Wearing red, white and black, a large throng of long-suffering North Sydney Bears supporters cheered ARL chairman Peter V'Landys, booed Manly, and burst into spontaneous renditions of the club's anthem 'Stand Aside' at Norths Cammeray.
The queue for celebratory drinks at the main bar was slightly longer than your average Thursday lunchtime as the bingo-playing regulars watched on.
But when you've had to wait nearly a quarter of a century for your club to get back to the NRL, an extra five minutes means nothing.
"26 years in the making, the people who have stuck solid with this football club deserve this day and it's great that we can give them that dream again," chief executive Gareth Holmes said.
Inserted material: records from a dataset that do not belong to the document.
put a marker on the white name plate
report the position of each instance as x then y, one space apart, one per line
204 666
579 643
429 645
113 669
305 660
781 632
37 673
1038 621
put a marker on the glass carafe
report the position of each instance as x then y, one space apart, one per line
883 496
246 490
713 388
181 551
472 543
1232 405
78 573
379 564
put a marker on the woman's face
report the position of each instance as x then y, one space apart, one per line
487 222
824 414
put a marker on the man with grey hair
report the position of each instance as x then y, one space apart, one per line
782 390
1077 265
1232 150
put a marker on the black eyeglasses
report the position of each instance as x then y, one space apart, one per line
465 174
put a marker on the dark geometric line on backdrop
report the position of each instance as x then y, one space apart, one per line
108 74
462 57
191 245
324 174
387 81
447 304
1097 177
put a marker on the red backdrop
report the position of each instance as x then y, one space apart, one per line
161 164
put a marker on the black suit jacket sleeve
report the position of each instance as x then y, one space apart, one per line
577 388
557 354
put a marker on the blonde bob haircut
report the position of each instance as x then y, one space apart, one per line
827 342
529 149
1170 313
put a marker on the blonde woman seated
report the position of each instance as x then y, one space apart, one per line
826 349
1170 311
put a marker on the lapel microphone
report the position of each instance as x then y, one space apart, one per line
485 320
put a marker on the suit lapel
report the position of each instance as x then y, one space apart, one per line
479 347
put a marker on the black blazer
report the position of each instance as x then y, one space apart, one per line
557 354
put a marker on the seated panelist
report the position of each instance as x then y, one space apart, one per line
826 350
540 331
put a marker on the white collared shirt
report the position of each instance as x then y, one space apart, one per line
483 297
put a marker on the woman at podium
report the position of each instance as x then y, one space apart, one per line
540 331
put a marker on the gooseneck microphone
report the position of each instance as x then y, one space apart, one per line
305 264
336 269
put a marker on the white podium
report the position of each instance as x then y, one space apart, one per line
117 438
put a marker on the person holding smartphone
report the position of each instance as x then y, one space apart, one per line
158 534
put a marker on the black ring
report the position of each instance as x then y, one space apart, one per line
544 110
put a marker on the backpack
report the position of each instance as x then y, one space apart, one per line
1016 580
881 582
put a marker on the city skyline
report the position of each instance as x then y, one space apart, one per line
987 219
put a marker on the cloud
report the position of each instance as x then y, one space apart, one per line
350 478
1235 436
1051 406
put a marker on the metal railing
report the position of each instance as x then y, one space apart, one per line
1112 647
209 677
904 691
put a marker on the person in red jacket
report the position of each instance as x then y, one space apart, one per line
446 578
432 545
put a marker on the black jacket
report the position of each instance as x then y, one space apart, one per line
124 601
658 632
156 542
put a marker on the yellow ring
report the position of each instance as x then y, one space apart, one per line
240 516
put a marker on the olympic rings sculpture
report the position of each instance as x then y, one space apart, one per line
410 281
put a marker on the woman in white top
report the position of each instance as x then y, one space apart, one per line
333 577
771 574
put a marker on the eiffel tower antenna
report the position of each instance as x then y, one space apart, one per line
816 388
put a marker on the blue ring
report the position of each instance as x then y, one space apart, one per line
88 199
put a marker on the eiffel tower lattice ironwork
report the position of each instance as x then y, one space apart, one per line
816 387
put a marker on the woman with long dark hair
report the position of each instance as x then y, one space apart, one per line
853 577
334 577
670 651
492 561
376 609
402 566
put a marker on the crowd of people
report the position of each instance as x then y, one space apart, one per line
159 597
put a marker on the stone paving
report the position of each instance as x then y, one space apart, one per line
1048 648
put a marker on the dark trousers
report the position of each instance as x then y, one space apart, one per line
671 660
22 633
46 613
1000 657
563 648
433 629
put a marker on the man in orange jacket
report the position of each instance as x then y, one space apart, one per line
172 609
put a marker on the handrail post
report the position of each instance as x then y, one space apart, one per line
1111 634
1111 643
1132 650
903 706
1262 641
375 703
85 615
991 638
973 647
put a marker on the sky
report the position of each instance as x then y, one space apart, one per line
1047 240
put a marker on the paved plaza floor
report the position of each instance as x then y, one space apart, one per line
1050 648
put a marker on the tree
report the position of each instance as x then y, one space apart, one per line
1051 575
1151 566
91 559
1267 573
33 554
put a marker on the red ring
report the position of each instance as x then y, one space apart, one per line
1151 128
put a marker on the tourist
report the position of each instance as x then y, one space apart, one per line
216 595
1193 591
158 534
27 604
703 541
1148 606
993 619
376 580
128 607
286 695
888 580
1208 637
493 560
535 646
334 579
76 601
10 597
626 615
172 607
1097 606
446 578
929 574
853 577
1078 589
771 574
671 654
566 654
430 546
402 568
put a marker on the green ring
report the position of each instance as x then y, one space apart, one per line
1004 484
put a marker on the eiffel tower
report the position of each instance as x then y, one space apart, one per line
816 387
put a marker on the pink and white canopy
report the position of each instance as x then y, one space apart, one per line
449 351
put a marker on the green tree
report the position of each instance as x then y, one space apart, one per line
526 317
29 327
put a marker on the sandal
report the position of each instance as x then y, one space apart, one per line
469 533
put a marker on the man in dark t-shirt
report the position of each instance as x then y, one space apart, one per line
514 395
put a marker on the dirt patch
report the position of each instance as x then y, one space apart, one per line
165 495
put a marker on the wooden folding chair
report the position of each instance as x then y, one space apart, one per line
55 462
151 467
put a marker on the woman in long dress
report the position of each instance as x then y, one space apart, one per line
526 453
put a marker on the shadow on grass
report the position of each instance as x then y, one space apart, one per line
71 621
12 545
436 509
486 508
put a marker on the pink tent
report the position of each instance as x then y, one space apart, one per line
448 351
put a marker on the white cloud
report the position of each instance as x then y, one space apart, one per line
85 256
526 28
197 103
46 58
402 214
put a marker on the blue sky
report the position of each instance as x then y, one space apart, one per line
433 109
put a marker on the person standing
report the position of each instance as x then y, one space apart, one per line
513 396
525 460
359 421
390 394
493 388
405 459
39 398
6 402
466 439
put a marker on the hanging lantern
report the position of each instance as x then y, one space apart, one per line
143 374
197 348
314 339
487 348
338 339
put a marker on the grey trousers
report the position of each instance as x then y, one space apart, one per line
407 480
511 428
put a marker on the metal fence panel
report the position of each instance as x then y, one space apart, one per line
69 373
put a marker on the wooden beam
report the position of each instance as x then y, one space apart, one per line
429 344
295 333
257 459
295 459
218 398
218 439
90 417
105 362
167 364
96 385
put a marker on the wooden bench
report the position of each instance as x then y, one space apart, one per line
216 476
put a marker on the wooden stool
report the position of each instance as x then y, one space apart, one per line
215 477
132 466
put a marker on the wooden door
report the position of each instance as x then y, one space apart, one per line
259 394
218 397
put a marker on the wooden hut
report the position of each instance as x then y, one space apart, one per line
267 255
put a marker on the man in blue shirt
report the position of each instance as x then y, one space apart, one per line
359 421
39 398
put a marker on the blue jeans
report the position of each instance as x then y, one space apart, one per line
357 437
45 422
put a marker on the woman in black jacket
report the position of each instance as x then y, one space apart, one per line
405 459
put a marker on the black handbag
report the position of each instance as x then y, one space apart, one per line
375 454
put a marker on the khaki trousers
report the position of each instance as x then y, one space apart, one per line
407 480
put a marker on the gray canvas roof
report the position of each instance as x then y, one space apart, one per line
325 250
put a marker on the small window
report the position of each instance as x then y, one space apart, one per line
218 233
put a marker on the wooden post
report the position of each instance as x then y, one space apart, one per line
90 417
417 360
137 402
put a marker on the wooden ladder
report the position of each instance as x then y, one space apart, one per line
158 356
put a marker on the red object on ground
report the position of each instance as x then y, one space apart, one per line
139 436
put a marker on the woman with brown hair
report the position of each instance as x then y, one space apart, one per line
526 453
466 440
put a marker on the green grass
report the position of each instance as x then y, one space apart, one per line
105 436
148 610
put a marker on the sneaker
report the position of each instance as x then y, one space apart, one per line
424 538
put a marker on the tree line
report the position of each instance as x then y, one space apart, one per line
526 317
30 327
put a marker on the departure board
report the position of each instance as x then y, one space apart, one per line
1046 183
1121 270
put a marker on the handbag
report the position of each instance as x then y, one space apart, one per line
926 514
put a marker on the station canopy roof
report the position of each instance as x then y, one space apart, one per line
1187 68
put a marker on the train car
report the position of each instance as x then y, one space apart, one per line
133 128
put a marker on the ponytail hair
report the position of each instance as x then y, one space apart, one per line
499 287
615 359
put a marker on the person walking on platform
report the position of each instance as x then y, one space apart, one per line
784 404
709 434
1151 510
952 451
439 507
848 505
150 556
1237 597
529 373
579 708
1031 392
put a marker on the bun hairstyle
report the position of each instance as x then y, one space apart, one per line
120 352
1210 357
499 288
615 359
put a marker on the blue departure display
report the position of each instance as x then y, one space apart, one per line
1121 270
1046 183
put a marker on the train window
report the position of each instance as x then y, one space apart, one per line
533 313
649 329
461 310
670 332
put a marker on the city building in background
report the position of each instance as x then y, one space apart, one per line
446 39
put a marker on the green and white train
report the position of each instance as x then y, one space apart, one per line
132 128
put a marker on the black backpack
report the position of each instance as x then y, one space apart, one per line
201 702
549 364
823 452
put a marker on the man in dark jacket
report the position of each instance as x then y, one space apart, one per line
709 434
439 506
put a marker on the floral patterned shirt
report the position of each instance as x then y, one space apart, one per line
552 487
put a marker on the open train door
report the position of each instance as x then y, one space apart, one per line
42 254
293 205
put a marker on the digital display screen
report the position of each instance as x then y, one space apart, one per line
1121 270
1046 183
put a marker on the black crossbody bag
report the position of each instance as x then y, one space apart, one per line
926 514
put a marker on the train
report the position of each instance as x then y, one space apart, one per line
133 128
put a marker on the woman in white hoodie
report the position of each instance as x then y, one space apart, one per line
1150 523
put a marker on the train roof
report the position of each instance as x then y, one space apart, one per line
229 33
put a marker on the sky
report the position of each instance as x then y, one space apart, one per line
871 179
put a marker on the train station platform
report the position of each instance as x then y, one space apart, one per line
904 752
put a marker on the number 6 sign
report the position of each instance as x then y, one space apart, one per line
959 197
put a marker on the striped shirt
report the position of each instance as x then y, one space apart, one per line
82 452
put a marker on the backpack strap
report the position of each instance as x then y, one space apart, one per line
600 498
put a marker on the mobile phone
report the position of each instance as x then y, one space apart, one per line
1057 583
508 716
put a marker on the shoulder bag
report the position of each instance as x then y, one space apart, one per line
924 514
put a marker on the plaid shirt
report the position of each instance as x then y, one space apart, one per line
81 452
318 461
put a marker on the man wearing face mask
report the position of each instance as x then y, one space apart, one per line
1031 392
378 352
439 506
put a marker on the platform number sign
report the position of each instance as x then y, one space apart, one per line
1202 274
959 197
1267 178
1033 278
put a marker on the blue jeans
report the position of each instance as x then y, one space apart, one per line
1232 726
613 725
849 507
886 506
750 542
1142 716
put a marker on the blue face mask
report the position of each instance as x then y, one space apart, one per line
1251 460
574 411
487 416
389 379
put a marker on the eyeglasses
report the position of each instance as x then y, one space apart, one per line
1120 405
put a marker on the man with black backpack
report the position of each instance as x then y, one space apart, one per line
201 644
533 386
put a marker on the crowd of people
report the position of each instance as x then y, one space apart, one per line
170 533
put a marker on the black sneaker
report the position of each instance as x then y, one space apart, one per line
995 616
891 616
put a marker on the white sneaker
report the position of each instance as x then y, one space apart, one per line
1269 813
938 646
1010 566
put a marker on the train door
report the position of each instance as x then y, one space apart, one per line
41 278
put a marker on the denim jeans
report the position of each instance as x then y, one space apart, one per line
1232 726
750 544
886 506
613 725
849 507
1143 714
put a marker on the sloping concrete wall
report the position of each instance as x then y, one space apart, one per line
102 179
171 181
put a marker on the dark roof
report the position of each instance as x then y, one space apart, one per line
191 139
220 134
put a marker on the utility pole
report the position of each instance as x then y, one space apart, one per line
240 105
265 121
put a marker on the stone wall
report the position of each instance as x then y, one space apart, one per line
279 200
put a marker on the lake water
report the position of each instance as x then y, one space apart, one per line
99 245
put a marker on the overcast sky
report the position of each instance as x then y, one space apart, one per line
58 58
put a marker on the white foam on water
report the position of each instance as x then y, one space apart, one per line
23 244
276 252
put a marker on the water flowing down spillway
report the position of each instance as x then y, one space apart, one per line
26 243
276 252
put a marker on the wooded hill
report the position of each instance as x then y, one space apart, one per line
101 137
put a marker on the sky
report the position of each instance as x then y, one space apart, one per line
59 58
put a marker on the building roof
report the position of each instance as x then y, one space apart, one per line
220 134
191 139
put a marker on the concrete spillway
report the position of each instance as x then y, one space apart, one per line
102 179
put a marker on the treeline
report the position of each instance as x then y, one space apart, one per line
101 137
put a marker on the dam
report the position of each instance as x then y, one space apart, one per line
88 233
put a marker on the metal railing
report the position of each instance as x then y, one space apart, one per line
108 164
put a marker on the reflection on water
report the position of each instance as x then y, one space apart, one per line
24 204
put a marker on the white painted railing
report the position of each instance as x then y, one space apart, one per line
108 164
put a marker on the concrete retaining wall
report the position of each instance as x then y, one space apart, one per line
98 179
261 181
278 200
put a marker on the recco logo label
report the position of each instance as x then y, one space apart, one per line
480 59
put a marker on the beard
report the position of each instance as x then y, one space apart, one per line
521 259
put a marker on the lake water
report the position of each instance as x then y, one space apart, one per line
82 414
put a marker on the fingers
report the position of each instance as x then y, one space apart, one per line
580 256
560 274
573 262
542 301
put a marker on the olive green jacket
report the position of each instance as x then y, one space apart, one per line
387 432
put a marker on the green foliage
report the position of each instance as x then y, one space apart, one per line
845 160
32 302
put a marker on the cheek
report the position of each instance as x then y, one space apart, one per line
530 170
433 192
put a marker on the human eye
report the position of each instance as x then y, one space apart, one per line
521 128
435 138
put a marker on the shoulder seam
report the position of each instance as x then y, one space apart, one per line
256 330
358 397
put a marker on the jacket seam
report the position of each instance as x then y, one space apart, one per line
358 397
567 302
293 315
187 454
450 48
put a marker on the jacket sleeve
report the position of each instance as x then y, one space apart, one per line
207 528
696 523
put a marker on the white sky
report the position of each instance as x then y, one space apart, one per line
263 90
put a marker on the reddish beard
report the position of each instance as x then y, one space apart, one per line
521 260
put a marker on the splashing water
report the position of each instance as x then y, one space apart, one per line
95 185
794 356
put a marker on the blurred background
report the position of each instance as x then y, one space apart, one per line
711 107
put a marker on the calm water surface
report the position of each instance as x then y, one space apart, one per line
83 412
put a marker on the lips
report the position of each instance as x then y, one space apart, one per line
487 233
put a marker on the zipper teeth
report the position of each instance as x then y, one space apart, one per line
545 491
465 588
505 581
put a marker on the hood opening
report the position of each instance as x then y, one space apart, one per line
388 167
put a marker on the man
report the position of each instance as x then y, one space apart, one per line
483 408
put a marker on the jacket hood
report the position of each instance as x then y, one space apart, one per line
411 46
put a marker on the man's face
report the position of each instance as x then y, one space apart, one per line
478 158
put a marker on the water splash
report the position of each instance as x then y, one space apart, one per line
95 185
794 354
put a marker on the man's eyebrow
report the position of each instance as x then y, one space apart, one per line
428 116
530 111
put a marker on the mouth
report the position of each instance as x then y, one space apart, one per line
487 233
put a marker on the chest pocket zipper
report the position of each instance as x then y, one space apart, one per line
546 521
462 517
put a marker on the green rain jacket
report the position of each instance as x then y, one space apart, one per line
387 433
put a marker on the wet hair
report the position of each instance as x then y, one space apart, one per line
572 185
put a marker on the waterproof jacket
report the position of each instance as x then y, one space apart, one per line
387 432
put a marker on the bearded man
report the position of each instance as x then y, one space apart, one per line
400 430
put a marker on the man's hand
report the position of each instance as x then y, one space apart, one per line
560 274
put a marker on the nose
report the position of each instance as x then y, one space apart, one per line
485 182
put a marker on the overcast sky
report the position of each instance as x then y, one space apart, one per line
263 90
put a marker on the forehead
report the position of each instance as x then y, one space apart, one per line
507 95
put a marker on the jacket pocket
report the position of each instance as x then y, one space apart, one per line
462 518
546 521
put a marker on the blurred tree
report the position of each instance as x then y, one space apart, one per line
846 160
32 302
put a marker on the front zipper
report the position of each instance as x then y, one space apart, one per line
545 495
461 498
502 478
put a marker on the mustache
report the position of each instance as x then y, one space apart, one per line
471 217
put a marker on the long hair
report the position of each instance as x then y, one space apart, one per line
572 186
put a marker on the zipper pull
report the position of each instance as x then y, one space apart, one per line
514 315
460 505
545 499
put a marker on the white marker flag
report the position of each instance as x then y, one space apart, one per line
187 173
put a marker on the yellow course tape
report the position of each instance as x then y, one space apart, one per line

As fathers hugged their sons and daughters, club great Greg Florimo stood next to Holmes at the bar and punched the air in jubilation.
A true believer, Florimo has led the charge to reinstate the Bears since they were forced into an unhappy marriage with Manly to create the Northern Eagles in 1999 then turfed out of the NRL and banished to the lower grades.
"It's been a long time coming, having tried and failed, tried and failed, and now seeing it succeed for all the fans and the ex-players and supporters, it's just tremendous," Florimo said.
Even before Cook uttered the words "Perth Bears", Florimo was still nervous, chewing his fingernails as he focused on the big screen.
He politely declined interview requests, not wanting to tempt fate just in case there was a final twist in the tail and there was no path back to the NRL.
"That's 25 years of anxiety," Florimo said.
"We've had so many false starts, my own mum has called me four or five times over the last two years saying, 'well done' and I'd have to say, 'not yet'."
The longstanding drawback to an expansion side adopting the Bears' colours and branding has been whether new fans would be enamoured with a club that wasn't theirs and that came with its own baggage and its own history.
But the scenes of jubilation in Sydney on Thursday should give reason for optimism.
The Bears diehards who have watched their team soldier on through the lower grades will ensure that come 2027, Perth will have the strongest away support on the east coast.
"There were 10 years where I didn't watch rugby league after the Bears exited the competition - I went and watched rugby union instead," said Paul McAuley, who has supported the Bears since the 1980s.
"The idea of watching the Bears in the NRL seemed so distant, I really thought I'd never see the day.
"There's still a part of me that doesn't quite believe it's happening but this is a testament to guys like Greg Florimo, who never gave up."